MARTIN: So were people cool with that? Like, did you get to a point where you felt like you could play in all those spaces and everyone was fine with it?
ROGERS: I think I am now. And I think a big part of that for me was learning what to give my energy to. You know, I realistically talked about Pharrell Williams every day for about a year and a half. And so I went through different stages of that - of, like, I worked for 10 years; why can't I just talk about my work? And now it's like, I understand it. And I've just decided, like, I'm not going to let that stress me out. And I'm way happier because of it.
MARTIN: Let's get into the album.
ROGERS: I'm so excited you've heard it.
MARTIN: Yeah, man. I'm going to play "Light On."
(SOUNDBITE OF SONG, "LIGHT ON")
ROGERS: (Singing) Would you believe me now if I told you I got caught up in a wave? Almost gave it away. Would you hear me out if I told you I was terrified for days? Thought I was going to break. Oh, I couldn't stop it, tried to slow it all down. Crying in the bathroom, had to figure it out with everyone around me saying, you must be so happy now.

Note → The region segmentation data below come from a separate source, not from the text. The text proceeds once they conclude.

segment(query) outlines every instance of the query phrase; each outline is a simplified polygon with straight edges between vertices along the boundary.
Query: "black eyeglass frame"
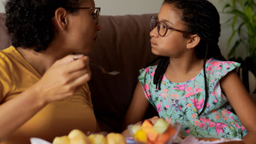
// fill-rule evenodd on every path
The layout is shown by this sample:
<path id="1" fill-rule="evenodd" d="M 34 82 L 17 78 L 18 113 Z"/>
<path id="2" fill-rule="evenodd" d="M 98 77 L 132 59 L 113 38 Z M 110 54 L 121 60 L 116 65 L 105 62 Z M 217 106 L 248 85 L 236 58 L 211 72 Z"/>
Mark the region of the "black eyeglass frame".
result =
<path id="1" fill-rule="evenodd" d="M 95 7 L 79 7 L 78 9 L 96 9 L 96 12 L 94 13 L 94 21 L 95 21 L 96 24 L 98 23 L 98 20 L 100 17 L 100 15 L 101 14 L 101 8 L 95 8 Z"/>
<path id="2" fill-rule="evenodd" d="M 155 20 L 155 26 L 152 26 L 152 21 L 153 20 Z M 164 35 L 161 35 L 159 33 L 159 31 L 160 31 L 160 25 L 159 23 L 160 23 L 161 22 L 162 22 L 165 24 L 165 25 L 166 26 L 166 31 L 165 31 L 165 34 Z M 168 26 L 167 25 L 166 25 L 166 23 L 164 22 L 164 21 L 158 21 L 158 18 L 157 17 L 155 17 L 155 16 L 150 16 L 150 29 L 152 31 L 154 28 L 155 28 L 156 26 L 158 27 L 158 34 L 159 34 L 160 36 L 161 37 L 164 37 L 167 31 L 168 31 L 168 29 L 171 29 L 171 30 L 172 30 L 172 31 L 177 31 L 177 32 L 181 32 L 181 33 L 183 33 L 184 34 L 188 34 L 188 35 L 191 35 L 191 34 L 193 34 L 191 32 L 186 32 L 186 31 L 181 31 L 181 30 L 179 30 L 179 29 L 175 29 L 175 28 L 171 28 L 169 26 Z"/>

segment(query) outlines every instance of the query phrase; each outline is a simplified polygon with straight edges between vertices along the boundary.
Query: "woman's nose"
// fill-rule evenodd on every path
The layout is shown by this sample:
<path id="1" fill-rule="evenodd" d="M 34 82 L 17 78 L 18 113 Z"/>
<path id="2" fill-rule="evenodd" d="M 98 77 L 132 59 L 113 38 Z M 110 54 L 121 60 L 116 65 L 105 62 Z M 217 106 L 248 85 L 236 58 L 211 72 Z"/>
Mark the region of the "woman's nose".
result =
<path id="1" fill-rule="evenodd" d="M 151 31 L 149 35 L 151 37 L 158 37 L 158 32 L 157 30 L 157 27 L 155 27 L 152 31 Z"/>
<path id="2" fill-rule="evenodd" d="M 101 29 L 101 25 L 100 25 L 100 23 L 98 22 L 98 23 L 97 23 L 97 25 L 96 25 L 96 31 L 98 31 L 100 29 Z"/>

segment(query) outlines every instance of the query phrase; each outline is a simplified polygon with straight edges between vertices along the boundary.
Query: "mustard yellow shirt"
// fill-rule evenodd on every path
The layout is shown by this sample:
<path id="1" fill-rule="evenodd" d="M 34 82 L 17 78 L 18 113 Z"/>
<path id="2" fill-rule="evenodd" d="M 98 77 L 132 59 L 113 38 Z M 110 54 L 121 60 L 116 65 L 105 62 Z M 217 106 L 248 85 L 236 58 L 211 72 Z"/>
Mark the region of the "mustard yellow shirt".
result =
<path id="1" fill-rule="evenodd" d="M 0 105 L 15 98 L 41 77 L 14 47 L 0 51 Z M 15 122 L 15 119 L 10 122 Z M 0 143 L 30 143 L 32 137 L 52 142 L 55 136 L 67 135 L 74 129 L 84 132 L 96 129 L 87 84 L 74 95 L 46 105 Z M 0 128 L 0 130 L 4 130 Z"/>

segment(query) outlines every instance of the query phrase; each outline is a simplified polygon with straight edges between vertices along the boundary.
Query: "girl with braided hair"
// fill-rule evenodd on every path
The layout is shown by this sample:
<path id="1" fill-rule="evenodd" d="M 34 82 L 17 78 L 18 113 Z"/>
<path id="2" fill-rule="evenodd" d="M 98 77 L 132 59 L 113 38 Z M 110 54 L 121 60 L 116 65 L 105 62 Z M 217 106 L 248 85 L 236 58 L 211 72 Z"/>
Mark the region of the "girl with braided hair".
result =
<path id="1" fill-rule="evenodd" d="M 252 143 L 256 106 L 235 71 L 240 64 L 220 53 L 219 19 L 207 0 L 164 1 L 150 19 L 152 51 L 160 60 L 140 70 L 125 125 L 141 121 L 149 101 L 160 117 L 182 124 L 183 136 Z"/>

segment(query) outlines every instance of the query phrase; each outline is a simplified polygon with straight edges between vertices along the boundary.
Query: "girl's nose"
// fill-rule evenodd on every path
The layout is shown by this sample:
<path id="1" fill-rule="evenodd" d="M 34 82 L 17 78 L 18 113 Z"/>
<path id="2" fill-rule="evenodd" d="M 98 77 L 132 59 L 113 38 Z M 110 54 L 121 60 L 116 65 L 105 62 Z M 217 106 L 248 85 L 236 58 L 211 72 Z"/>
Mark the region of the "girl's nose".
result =
<path id="1" fill-rule="evenodd" d="M 158 28 L 157 27 L 155 27 L 152 31 L 151 31 L 149 35 L 151 37 L 158 37 Z"/>
<path id="2" fill-rule="evenodd" d="M 100 29 L 101 29 L 101 25 L 100 25 L 100 23 L 98 22 L 96 25 L 96 31 L 98 31 Z"/>

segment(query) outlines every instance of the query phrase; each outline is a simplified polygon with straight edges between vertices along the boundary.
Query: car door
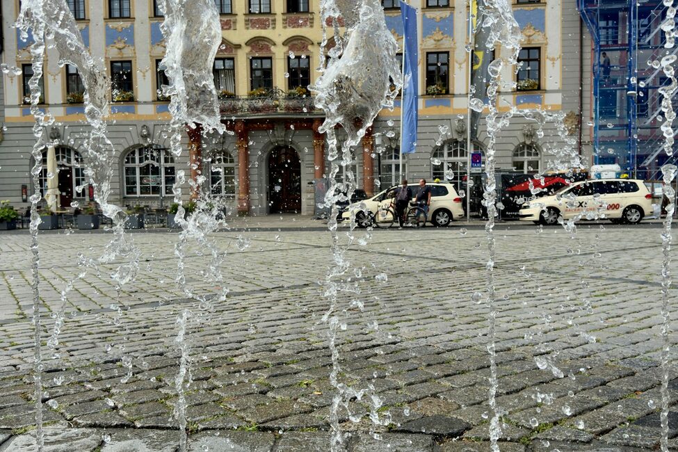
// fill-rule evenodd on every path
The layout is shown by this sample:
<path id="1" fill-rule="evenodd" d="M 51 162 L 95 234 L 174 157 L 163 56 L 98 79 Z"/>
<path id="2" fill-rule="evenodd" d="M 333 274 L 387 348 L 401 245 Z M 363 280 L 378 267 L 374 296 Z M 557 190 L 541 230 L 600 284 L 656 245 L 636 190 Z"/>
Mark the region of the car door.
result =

This song - this first song I was actually - the first time I was actually nervous to put a song out because it is so vulnerable. When all of this happened, I sort of became this, like, cocktail party version of myself, where I felt like I had to play the role of, like, happy girl because my story has this element of, like, "A Cinderella Story" to it - girl gets plucked from obscurity, becomes star, you know? But I was really struggling. But I think the chorus of "Light On" says what I really want to say, which is that, you know, "Light On" is a happy song. Like, it's a dance song. You can hear it in the chords and the textures. There's optimism and hope. And the song says, like, OK, I'm going to do this; I'm going to be here for you in the way that you've been here for me. And I'm going to keep coming back.
(SOUNDBITE OF SONG, "LIGHT ON")
ROGERS: (Singing) If you keep reaching out, then I'll keep coming back. But if you're gone for good, then I'm OK with that. If you leave the light on, then I'll leave the light on.
I wrote 30 to 40 songs for this record. And I thought this record was done a bunch of times. And this time, I really kept going back and challenging myself. I was like, do I think I can do better? And even, like, "Light On" was the last song I wrote for the record. But I was looking at the tracklist and thinking about the balance between the chemistry of all of these songs. And I realized I hadn't written a song to open the record yet.
(SOUNDBITE OF SONG, "GIVE A LITTLE")
ROGERS: (Singing) If I was who I was before, then I'd be waiting at your door. But I cannot not confess I am the same. So look at me and hear me now with all my body screaming out. In my mind, I'm thinking of a place.
So I wrote "Give A Little." And it's the first song on the record because I wanted to write something that said, let's have a clean start. And the lyrics in that song are like, you don't know me; I don't know you; let's say everything's fresh; let's start from a place of empathy; like, let's just, like, reacquaint ourselves.
(SOUNDBITE OF SONG, "GIVE A LITTLE")
ROGERS: (Singing) But if you give a little, give a little, maybe we could get to know each other - give a little, give a little, give a little.
Realistically, the album is the introduction to me that I never got to make.
MARTIN: By the same token, there are going to be 15-year-old girls out there listening to this conversation who are writing songs in their bedrooms at night. What do you say to those girls?
ROGERS: I think the most important thing is giving yourself permission to feel and to write and to not worry about the reception. All I can say is that I want to make music because I want to create community and bring people together. And also, I want to feel less alone.
MARTIN: Maggie Rogers, her debut album is called "Heard It In A Past Life." It comes out Friday. Maggie, thanks so much.
ROGERS: Thanks so much for having me.